1917

Cuando un director decide rodar una película en un único plano secuencia simulado, siempre existe el riesgo de que la forma le reste protagonismo al fondo, de que se preste más atención al continente que al contenido. Sam Mendes esquiva este riesgo con 1917, su última película, que es una agobiante inmersión en las trincheras de la I Guerra Mundial. Es un filme virtuoso y vibrante. Algo efectista en algún momento, es cierto, como si el director no quisiera dejar pasar la ocasión de recrearse en lo formal, pero con un balance general más que positivo. Por lo general, el director pone la forma de rodar el filme al servicio de la historia y no al revés. La historia no es un pretexto para dejar clara su brillantez y osadía formal en cada plano. 



Despejado este riesgo (hay momentos en los que olvido estar viendo un filme con un único plano secuencia) sólo queda dejarse atrapar por la historia, un durísimo retrato de la guerra. Si algo saca en claro el espectador de 1917 es que no hay nada glorioso ni heroico en la guerra, ni rastro de grandes palabras en letras mayúsculas. La guerra es sólo muerte, barro, mugre, más muerte, violencia, miedo, odio y más muerte. Nada más. Es sólo eso y así queda reflejado en esta peripecia de dos soldados a los que se encarga atravesar territorio enemigo para dar la voz de alarma a un batallón que va a caer en una trampa del enemigo si no les trasladan el aviso a tiempo. 

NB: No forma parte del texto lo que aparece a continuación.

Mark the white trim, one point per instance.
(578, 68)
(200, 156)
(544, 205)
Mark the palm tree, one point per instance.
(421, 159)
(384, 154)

Uno de los dos soldados, Blake (Dean-Charles Chapman), tiene una implicación emocional muy intensa con esa misión, ya que un hermano está entre ese grupo de soldados que parece condenado a una muerte segura. Junto a él  acude Schofield (George McKay, a quien vimos en la encantadora Pride), un soldado callado, que renuncia glorias y homenajes, que no ve más que un trozo de latón a las medallas que reconocen sus méritos, que quiere volver a casa y dejar atrás el infierno de la guerra pero que, a la vez, detesta regresar, porque nunca es la definitiva, porque siempre tiene que volver a la trinchera. 

Hay escenas angustiosas en el filme, otras trepidantes, pero también hay momento para el sosiego, para las charlas entre los dos soldados. Hablan de sus vidas fuera de la guerra. Contemplan la naturaleza, que les trae recuerdos de esa otra vida. Luchan por su supervivencia. Ni por una bandera, ni por una causa grande, ni por el honor o la gloria. Por seguir vivos. Nada más. Arrastrados a esa sinrazón de la guerra, sólo quieren seguir con vida. Como toda buena película bélica, 1917 es, sobre todo, un filme antibelicista, que desvela lo absurdo de las contiendas, lo terrible de la violencia, la suciedad, la mugre y el odio que genera.  Como espectador del año 2020 en un país occidental que vive en paz resulta inevitable pensar en lo afortunados que somos, en lo atroz que debe ser verse empujado a una guerra, a matar y luchar por seguir viviendo, cuando se tiene toda la vida por delante. 

La maestría técnica de la película, las notables interpretaciones de sus protagonistas y esa forma de alternar las escenas emotivas y llenas de tensión con las calmadas en mitad del infierno de la guerra, hacen de 1917 una de las películas candidatas a todo en los Oscar. Pero, sobre todo, estos atributos convierten a 1917 en un filme valioso que opta por un estilo formal poco común, pero no para lucirse, sino para contar la historia que quiere narrar del mejor modo posible. No es un ejercicio formal impecable, que también, es una gran película.